Today is my husband's 50th birthday and I love him deeply, but he is stuck and will not move forward with his life. He decided to take action by buying a jig saw puzzle and working on that all day. I am broken hearted that the beautiful brilliant man I married is so withdrawn from this wonderful world we inhabit. This resentment has taken over my meditation is not making our lives better.

Anicca1956's picture

I sometimes work on a paint by number painting. Just a nice quiet activity that can settle and quiet my mind and is quite enjoyable.

Brad Warner's picture

The standard Zen teacher type cliché answer to this would be to say, "sit with your resentment." Don't try to stop being resentful. Just sit and allow the resentment to be what it actually is. Try to feel it fully and completely. Then you might find out what it really is.

It's hard when someone you love behaves in ways you can't comprehend. But maybe the jigsaw puzzle is just his way of working through whatever it is he needs to work through. Often focusing on a task will help bring a person back to reality. It might be his only way into something like a meditative state. Maybe give it a little time and see what happens.

AlisonDScott's picture

I can imagine the heartache you are now feeling. You will most likely get much wise advice. From my own experience, this is what I would suggest:

Focus your meditation on accepting this current situation, sending yourself love and compassion. Things will surely change one way or another, and by providing yourself with the full support you need, you will minimize the potential for escalation. Pema Chodron offers much excellent support in this area.

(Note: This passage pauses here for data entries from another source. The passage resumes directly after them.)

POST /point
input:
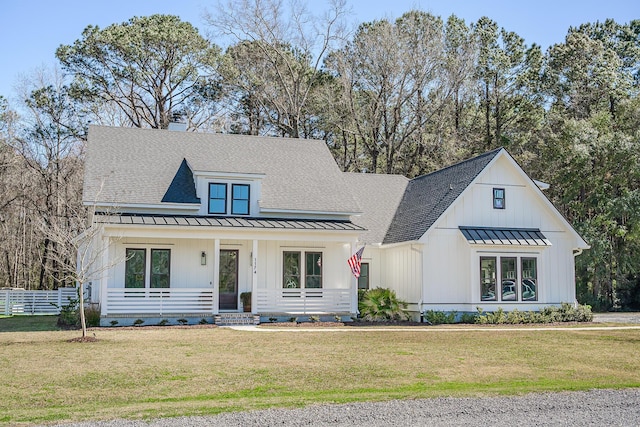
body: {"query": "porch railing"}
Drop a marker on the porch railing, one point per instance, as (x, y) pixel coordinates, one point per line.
(158, 301)
(303, 301)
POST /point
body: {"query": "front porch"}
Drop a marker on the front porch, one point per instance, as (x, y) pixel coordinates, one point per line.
(200, 271)
(201, 302)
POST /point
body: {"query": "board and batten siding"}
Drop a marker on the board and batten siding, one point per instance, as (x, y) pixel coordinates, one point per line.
(402, 272)
(451, 279)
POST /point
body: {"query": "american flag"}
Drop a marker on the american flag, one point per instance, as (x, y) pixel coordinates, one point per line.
(354, 262)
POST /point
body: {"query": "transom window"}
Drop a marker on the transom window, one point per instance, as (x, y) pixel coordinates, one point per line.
(239, 199)
(515, 284)
(159, 270)
(217, 198)
(498, 198)
(292, 267)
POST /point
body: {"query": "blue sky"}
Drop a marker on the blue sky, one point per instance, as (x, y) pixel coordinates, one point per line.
(31, 30)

Thich Nhat Hanh suggests asking our nearest and dearest, "How can I love you better?" If you provide you husband with what he requests, you reduce pressure on him and provide him with the optimal climate to evolve in the direction he feels he needs to evolve.

I hope this helps.

daveschutz's picture

My meditation is disturbed by thinking about all the tasks I think I need to do for the holidays. Shopping, cards, decorating, etc. plus work and meditation make for a busy schedule. How can i decide what things are the most important without feeling guilty about not doing the other things?

Brad Warner's picture

My teacher always used to say that whenever you need to make a decision, the correct choice appears instantly. But our thoughts crop up a fraction of a second later and make everything confused again.

I would say just sit and allow all that disturbance to be what it is. Don't try to make it stop. Just let it do what it needs to do. Don't try to be less disturbed. But also don't stir those disturbed thoughts up. Or if you do find yourself stirring them, just stop stirring.

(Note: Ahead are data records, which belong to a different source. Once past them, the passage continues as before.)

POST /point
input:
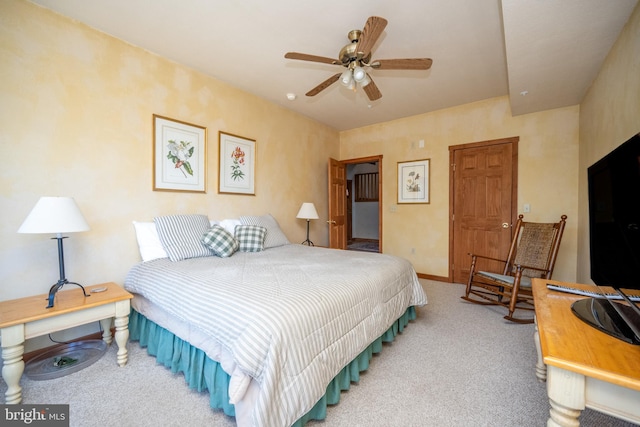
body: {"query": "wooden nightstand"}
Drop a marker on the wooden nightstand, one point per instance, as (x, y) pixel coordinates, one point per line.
(25, 318)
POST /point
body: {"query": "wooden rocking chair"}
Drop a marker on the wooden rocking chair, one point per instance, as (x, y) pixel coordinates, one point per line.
(533, 253)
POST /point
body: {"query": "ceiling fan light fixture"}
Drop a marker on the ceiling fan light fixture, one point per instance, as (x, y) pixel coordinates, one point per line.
(366, 80)
(346, 78)
(359, 75)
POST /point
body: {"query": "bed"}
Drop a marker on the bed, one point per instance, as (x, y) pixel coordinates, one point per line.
(273, 331)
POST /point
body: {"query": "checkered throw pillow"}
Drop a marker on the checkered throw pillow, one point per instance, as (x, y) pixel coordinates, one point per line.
(220, 241)
(250, 237)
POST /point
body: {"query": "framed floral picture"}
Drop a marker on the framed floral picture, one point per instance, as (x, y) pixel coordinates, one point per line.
(237, 164)
(413, 181)
(179, 156)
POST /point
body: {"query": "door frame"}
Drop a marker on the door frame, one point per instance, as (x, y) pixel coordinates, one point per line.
(369, 159)
(514, 186)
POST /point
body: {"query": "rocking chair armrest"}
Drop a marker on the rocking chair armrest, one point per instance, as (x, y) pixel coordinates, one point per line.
(487, 257)
(526, 267)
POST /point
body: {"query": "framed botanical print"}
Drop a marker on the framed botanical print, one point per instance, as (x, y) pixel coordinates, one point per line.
(179, 156)
(413, 181)
(237, 164)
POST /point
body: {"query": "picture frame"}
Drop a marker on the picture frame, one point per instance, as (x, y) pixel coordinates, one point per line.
(179, 156)
(413, 181)
(237, 164)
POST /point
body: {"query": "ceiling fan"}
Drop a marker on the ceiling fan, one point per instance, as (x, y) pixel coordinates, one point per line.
(356, 56)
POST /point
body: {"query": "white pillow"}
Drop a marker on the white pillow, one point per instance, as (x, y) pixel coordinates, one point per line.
(148, 241)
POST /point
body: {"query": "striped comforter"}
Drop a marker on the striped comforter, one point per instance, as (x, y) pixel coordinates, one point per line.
(290, 317)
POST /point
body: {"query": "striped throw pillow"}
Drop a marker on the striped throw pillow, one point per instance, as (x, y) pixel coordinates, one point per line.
(275, 236)
(180, 235)
(250, 237)
(220, 241)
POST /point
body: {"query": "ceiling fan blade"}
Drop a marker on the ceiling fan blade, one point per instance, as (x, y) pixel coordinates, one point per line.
(372, 91)
(325, 84)
(373, 28)
(402, 64)
(312, 58)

You can never do everything. So just do what you can do.

zeynep.aksel's picture

Yes, my meditation is being disturbed by thoughts. I don't use a mantra. Could that be a reason? I don't know how to get a mantra. Could you guide be in that, please? Thank you!

Brad Warner's picture

I'm a Zen teacher and in Zen we don't use mantras. We just allow our minds to be as they are and quietly observe. When you say your meditation is disturbed by thoughts, it just means that it's not what you think it ought to be. Instead of worrying about that, just see what your meditation actually is. Sit quietly with your disturbed meditation.

If you can't stand doing that, just watch the rising and falling of your breath. Let the thoughts whirl around as much as they like and pay attention only to your breathing.